Nicaraguan authorities confirmed the death of Funes, who was president of El Salvador from 2009 to 2014, in a statement on the government's official website.
The statement said that Funes died of a “serious chronic illness” without providing further details.
He fled El Salvador for Nicaragua nearly a decade ago, after El Salvador prosecutors launched a criminal investigation into alleged corruption charges, resulting in five arrest warrants being issued against him.
Funes was born in San Salvador in October 1959. He taught in Catholic schools after graduating from the Jesuit University of Central America with a degree in literature, before gaining fame as an award-winning journalist.
He started out as a war correspondent and was a CNN correspondent, but became famous for his in-depth interviews with politicians and exposing corruption on the popular interview show.
After two decades in journalism, Funes retired to run for the presidency in 2009 for the former left-wing Farabundo Martí National Liberation Front, which was formed during the country's 1979-1992 civil war.
The Farabundo Martí National Liberation Front was a cornerstone of Salvadoran politics for decades before President Nayib Bukele's New Ideas Party disrupted the country's two-party system and took control of all branches of government.
During Funes' five-year term, he developed various social, educational, and health programs, but his administration was marred by a negotiated gang agreement, in which his administration granted gang leaders benefits in exchange for decreased homicides.
By the end of his term in 2014, Funes faced numerous legal proceedings for embezzling millions, receiving bribes, money laundering, paying bribes, tax evasion, and disclosing confidential documents.
He described these accusations as political persecution from the Salvadoran right and fled in 2016 to Nicaragua with his family.
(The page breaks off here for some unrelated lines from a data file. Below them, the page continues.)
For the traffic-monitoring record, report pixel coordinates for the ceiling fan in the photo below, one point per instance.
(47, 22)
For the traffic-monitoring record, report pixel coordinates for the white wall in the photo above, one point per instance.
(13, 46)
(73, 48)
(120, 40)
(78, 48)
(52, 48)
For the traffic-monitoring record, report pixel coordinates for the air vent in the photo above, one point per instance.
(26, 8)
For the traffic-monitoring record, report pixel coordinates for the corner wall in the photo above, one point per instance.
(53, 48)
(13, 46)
Funes obtained Nicaraguan citizenship, which protects him from extradition.
In May 2023, Bukele's administration, accused of making deals with gangs such as MS-13, sentenced him to 14 years in prison in absentia over the gang's agreement.
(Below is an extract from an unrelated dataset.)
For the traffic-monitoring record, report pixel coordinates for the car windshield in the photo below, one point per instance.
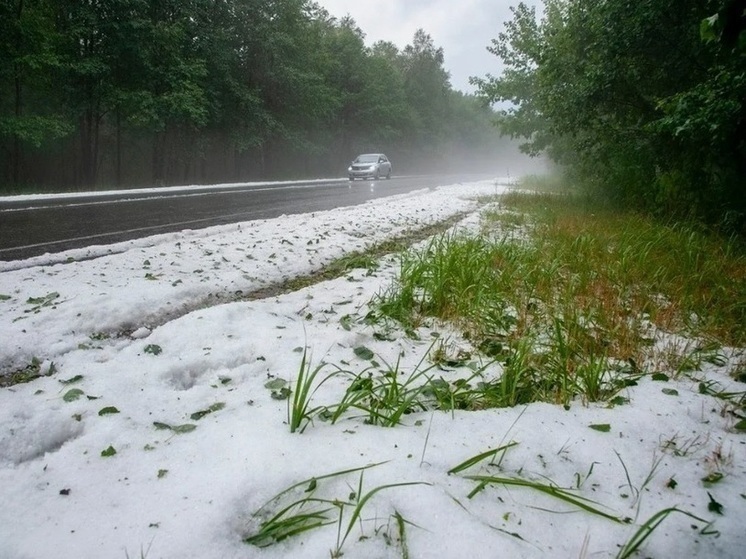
(368, 158)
Funes often argued on social media with Bukele.
In 2014, the Farabundo Martí National Liberation Front, led by President Salvador Sánchez Cerén, remained in power. But in 2019, the populist, authoritarian-leaning Bukele won a landslide election victory, in what was largely seen as a resounding repudiation of the Farabundo Martí National Liberation Front. In last year's congressional elections, the Farabundo Martí National Liberation Front did not win a single seat.
Sanchez Cerén is also currently in exile in Nicaragua.